Howto: Split a FlatFile into multiple files and ensure the files are grouped based on content from the source file using out of the box BizTalk functionality

This post was originally published here

…a belated Happy New Year! I know it has been quiet on this blog for quiet some time, but I’ll clear this up in the near future once things are certain for a 100%

Recently a colleague of mine, André Ruiter @AndreRuiter67 , asked my view on a particular challenge involving flatfiles. This challenge in short consisted of:

How would one based on a flatfile output x files, where the files would contain grouped data based on a specific value in the original flatfile.

My response was, as most of my response, as I enjoy using OOB functionality (thus no code): use a flatfile disassembler in a custom receive pipeline add a map on the receive port in which the inbound file is being transformed to an internal format. Within this internal document ensure to promote the field(s) one wants to group on (correlate). Then use an orchestration which subscribes to the internal message(s) and implement the sequential convoying pattern and aggregate the results to an output format and lastly store the end result to disk.

As you’ve been reading the above you might go like; do what? So for the readers convenience I will walk through an example and explain the required steps. In case it makes sense, well you now know how to implement it, so go ahead move on… Nothing to see anymore

Before we start, I assume you have at least a basic understanding of BizTalk, as such I will not explain all things, although I will have a step by step instruction relating to the flat file generation as well as the sequential convoy. Having said this you ought to be able to follow all steps and reproduce the steps involved all by yourself and in case that doesn’t work out for you, I’ve added the source which you can download here.

The scenario

In our example we will receive a comma delimited file containing data received from smart energy readers. Each line contains data like;

-customer id

-date of the energy reading

-energy consumption value since last reading

-name of the energy company (to which the reader belongs and sends out the bills)

Example file contents

customerId,readingDate,consumption,energyCompanyName 1,2015–01–01,12,“Free Energy INC“2,2015–01–01,8,“Water Works LTD“3,2015–01–01,23,“Windmills INC“4,2015–01–01,5,“Sun Unlimited“5,2015–01–01,6,“Free Energy INC“6,2015–01–01,3,“Free Energy INC“7,2015–01–01,12,“Water Works LTD“8,2015–01–01,8,“Windmills INC“9,2015–01–01,9,“Windmills INC“10,2015–01–01,26,“Sun Unlimited“11,2015–01–01,24,“Water Works LTD“12,2015–01–01,17,“Go Nuclear“13,2015–01–01,11,“Water Works LTD“14,2015–01–01,9,“Windmills INC“15,2015–01–01,0,“Free Energy INC“16,2015–01–01,5,“Go Nuclear“17,2015–01–01,12,“Windmills INC“18,2015–01–01,43,“Sun Unlimited“19,2015–01–01,35,“Water Works LTD“20,2015–01–01,23,“Free Energy INC“21,2015–01–01,2,“Sun Unlimited“22,2015–01–01,14,“Free Energy INC“23,2015–01–01,13,“Water Works LTD“24,2015–01–01,9,“Go Nuclear“25,2015–01–01,26,“Windmills INC“26,2015–01–01,27,“Sun Unlimited“27,2015–01–01,25,“Go Nuclear“28,2015–01–01,31,“Water Works LTD“29,2015–01–01,4,“Water Works LTD“30,2015–01–01,7,“Sun Unlimited“

based on this file we need to split the source file into separate files grouped by energy company.

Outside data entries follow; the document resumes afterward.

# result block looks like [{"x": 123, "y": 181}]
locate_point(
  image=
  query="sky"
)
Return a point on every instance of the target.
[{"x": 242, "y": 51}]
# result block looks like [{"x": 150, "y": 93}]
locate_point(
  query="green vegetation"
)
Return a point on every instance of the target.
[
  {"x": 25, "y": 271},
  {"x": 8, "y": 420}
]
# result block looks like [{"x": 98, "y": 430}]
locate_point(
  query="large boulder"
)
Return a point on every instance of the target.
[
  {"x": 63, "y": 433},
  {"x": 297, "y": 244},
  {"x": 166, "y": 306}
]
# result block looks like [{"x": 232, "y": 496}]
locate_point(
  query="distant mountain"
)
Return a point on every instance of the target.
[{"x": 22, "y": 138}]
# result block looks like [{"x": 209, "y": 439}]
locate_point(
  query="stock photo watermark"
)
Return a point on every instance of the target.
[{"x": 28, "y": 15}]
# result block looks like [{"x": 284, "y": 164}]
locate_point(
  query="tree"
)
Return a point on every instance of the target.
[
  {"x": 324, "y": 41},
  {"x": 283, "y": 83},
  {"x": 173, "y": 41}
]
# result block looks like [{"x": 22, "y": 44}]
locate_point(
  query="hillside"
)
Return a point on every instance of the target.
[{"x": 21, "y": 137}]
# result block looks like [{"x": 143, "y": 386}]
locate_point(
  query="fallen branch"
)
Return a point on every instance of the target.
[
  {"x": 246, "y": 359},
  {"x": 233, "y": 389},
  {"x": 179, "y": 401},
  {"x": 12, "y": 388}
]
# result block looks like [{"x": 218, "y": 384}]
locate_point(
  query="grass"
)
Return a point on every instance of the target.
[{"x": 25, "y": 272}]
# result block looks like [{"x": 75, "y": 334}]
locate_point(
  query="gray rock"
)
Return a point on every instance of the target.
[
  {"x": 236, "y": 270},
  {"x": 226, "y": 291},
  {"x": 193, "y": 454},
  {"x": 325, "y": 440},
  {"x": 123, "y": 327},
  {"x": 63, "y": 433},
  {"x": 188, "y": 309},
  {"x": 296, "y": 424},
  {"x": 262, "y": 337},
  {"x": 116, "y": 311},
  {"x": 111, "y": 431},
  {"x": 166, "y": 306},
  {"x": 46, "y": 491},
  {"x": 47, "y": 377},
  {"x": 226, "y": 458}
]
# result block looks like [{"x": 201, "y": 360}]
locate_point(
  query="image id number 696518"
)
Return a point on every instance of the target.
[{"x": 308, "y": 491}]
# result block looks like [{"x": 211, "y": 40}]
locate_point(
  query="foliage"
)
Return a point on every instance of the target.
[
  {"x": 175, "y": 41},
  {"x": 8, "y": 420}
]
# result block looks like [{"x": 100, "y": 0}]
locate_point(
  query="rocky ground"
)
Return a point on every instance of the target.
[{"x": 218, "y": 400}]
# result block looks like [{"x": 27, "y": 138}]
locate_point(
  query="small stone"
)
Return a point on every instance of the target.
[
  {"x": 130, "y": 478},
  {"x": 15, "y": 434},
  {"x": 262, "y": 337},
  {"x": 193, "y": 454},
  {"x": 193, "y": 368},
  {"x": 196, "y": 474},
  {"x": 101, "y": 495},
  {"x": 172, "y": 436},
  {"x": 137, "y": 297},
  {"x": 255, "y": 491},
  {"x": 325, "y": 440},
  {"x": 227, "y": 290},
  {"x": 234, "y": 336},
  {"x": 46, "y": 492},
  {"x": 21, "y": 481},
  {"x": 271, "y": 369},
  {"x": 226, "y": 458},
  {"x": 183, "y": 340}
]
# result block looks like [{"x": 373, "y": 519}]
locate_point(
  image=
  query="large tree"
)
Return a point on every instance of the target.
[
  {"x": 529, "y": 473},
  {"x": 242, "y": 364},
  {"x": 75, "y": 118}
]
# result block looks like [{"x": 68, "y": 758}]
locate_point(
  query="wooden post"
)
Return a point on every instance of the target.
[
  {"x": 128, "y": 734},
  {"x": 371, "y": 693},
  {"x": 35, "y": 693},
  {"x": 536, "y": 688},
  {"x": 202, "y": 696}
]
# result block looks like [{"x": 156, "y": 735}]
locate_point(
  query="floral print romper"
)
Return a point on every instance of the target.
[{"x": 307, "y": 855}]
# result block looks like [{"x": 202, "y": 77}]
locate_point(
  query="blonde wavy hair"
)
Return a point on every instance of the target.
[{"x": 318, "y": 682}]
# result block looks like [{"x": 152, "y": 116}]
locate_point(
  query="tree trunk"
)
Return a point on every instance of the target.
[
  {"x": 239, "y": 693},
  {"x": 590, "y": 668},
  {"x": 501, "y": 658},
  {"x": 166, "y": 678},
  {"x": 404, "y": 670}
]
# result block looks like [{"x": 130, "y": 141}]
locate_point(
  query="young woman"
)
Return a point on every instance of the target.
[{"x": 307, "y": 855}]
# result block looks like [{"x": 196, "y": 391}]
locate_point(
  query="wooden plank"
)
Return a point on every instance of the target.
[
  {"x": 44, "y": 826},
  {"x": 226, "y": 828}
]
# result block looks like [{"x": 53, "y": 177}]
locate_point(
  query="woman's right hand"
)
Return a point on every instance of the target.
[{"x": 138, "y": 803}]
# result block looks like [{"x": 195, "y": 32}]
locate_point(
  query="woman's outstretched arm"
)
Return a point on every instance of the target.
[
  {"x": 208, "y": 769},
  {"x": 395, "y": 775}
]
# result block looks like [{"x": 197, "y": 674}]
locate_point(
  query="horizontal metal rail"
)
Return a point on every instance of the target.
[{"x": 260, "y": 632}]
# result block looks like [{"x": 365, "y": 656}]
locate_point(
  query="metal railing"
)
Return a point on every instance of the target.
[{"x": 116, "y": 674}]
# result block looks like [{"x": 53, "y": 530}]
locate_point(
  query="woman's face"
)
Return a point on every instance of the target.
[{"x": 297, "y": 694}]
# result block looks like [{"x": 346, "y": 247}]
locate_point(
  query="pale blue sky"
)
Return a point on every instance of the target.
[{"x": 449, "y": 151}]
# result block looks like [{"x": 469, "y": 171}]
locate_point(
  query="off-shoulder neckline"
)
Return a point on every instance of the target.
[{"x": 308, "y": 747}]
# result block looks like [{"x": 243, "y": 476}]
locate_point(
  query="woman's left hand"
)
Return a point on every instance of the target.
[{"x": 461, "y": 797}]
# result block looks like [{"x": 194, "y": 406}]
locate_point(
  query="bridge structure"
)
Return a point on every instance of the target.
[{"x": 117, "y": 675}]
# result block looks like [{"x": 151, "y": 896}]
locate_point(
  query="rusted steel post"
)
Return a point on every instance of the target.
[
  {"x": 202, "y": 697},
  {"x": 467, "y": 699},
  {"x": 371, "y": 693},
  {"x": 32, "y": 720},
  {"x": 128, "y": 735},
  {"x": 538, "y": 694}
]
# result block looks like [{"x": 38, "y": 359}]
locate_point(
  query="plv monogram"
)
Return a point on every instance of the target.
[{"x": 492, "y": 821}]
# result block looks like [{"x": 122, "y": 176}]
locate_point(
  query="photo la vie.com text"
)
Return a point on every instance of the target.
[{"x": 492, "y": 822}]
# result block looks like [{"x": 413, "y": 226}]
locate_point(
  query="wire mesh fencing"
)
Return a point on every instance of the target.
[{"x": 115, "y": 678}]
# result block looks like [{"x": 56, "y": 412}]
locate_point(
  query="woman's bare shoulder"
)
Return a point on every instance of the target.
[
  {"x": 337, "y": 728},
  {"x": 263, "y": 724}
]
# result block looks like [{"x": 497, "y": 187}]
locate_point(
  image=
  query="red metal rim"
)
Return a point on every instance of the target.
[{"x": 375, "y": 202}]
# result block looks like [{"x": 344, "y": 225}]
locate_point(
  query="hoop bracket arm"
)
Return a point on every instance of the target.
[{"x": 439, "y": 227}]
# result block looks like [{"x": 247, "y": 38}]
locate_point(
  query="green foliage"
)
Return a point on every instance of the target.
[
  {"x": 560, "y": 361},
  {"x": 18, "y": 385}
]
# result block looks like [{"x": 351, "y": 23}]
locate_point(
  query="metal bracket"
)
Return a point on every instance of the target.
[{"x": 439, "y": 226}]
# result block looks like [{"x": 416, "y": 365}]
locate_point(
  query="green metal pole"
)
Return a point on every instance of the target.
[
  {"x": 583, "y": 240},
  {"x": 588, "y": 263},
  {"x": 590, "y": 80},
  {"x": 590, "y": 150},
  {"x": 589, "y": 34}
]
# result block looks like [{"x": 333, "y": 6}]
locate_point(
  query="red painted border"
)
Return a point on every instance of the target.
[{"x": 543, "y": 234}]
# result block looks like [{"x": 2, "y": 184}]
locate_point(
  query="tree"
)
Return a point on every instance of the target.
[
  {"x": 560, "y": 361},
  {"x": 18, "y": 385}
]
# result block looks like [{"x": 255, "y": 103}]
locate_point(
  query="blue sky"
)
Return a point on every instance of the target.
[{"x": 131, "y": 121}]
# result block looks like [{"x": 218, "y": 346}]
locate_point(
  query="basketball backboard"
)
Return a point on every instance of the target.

Sounds easy doesn’t it? Well let’s get to it!

Create the to use schemas [Flat file header ]

First of we will start with creating an xml presentation of the source flat file Header. For this we will use the BizTalk Flat File Wizard.

Step 1

In the solution explorer of Visual Studio, select your BizTalk Project and add a new item [ Right Click -> Add -> New Item -> Flat File Schema Wizard ] and add a descriptive name for the flatfile schema header you are about to create and click on the [ Add button ]

Step 2

The BizTalk Flat File Wizard will appear. Now press the [ Next button] untill you see [ Flat File Information Screen ]. On this screen, [ browse ] to the csv file in question. Enter a name for the record in the [ Record Name ] input field. Leave the other options in tact and press the [ Next button ].

Step 3

You should now be on the [ Select Document Screen ]. On this screen, select the header [ The first line ] and press the [ Next button ].

Step 4

At this point you should be on the [ Select Record Format Screen ]. On this screen, ensure you select that the record is being by means of a [ Delimiter Symbol ]. Once you’ve selected this item press the [ Next button ].

Step 5

The next screen which pops up allows you the select the [ Child Delimiter ] ensure that for you select the [ {CR/LF} ] option. Now press the [ Next Button ]

Step 6

Now you will be presented with the [ Child Elements ] screen. On this screen ensure that you change the [ Element Type ] from [ Field Element ] to [ Record ]. Once done press the [ Next Button ].

Step 7

So far all we have done is defined our record definition, the next few steps will define our header elements (our columns if you prefer). The screen which you will be presented with at this stage is the start of this process. In order to start press the [ Next Button ]

Step 8

The sceen [ Select Document Data ] allows you to select the actual data (headers elements). If you followed up on all the steps so far it would suffice to select the [ Next Button ]. In case you’re not sure ensure that you only have selected the actual data excluding the [ New line characters ].

Step 9

Once again you will be presented with the [ Select Record Format Screen ]. On this screen, ensure you select that the record is being by means of a [ Delimiter Symbol ]. Once you’ve selected this item press the [ Next button ].

Step 10

The next screen which pops up allows you the select the [ Child Delimiter ] ensure that for you select the [ , ] (Comma) option. Now press the [ Next Button ]

Step 11

You will now be presented with the [ Childs Elements ] screen which actually allows us to define the columns of the header. In our example we will make a few modification relating to the [ Element Name ] we will not change the [ Data Type ] as we are defining our header section and we are currently only defining the header (column) names. For brevity see the screenshot below which depicts all changes I’ve made. Once you have made the changes press the [ Next Button ]

Before changes

After changes

Step 12

Congratulations at this point you have created your header structure, the end result should look similar to the image as depicted below. (note I’ve selected the Flat File tab, to display the non-xsd view)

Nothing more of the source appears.